We observe that these recover our previous results in the special case $\epsilon = 0.5$ . But as $\epsilon\to 0$ , we have

\begin{align*} \mathbb{E}[g] &\to \bar{r}_0\\ \mathbb{E}[g^2] &\approx \frac{1}{\epsilon}\left(\rho^2 + \bar{r}_0^2\right)\\ &\to \infty\text{ as } \epsilon\to 0\\ \end{align*}

so the variance $\mathbb{E}[g^2] - \mathbb{E}[g]^2$ becomes infinite. That's not good! Looking back at the two cases, we see that this near-optimal policy will almost always (with probability $1-\epsilon$ ) sample action 1 , and the expected gradient $\bar{r}_1 \cdot \frac{\epsilon}{1-\epsilon}$ in that case is essentially zero due to the score function term: a small change in $\theta$ won't appreciably change the log-probability of action 1. The policy will almost never sample action 0, but when it does, the score function and thus the gradient will be huge. This is essentially due to the log-odds policy parameterization.

Baselines

Since the expectation of the score function itself is zero, we can subtract any constant multiple of it without changing the expectation. A particularly natural baseline for the Q-value (motivated by the toy model in the previous section, but which can also be derived by a more general analysis) is the state value $V^{\pi}$ , obtained by averaging Q-values under the policy's action distribution. The thus-'centered' Q value is called the advantage:

A^\pi(s, a) = Q^\pi(s, a) - V^\pi(s)

The advantage function case be estimated indirectly by maintaining separate models of Q and V, which can even be updated at different time scales (corresponding to different $\lambda$ values). Or we can use the temporal difference error $\delta_t$ as a direct estimate of the advantage, since:

\begin{align*} \mathbb{E}_{\pi}\left[\delta_t | s_t, a_t\right] &= \mathbb{E}_{\pi}\left[r_{t+1} + \gamma V^\pi(s_{t+1}) | s_t, a_t\right] - V^\pi(s_t)\\ &= Q^\pi(s_t, a_t) - V^\pi(s_t)\\ &= A^\pi(s, a) \end{align*}

In general we can of course use longer-timescale temporal differences $\delta^{\lambda}_t$ , since these are all estimates of the same underlying quantity.

Using a critic

The expression for the policy gradient includes Q-values, and we can use any estimate of these we like. We saw the naive Monte Carlo estimate above, in the REINFORCE algorithm. More generally, we can use modeled Q-values trained using a temporal difference method such as SARSA( $\lambda$ ). The model of Q-values is known as the 'critic', and the resulting overall method is an actor-critic method.
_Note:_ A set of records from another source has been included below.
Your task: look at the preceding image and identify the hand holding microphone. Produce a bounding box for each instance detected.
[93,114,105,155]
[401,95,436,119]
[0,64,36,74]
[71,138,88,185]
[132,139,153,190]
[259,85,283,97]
In general, the critic's value estimates will be biased, leading to biased policy gradients.

Continual learning and online updates

Using a critic we can apply a policy gradient update at each step based on the estimated return instead of waiting until the end of a trajectory to get its empirical return. Unlike trajectories as a whole, state-action pairs at different timesteps are not independent or identically distributed, so we no longer have the convergence guarantee of stochastic gradient ascent, if we ever did (the critic's biased gradients would also break these guarantees even if we only updated at the trajectory level).

Still, online updating may help the system learn faster in practice (indeed, in the continual-learning setting of a single never-ending trajectory this is the only way for any learning to happen).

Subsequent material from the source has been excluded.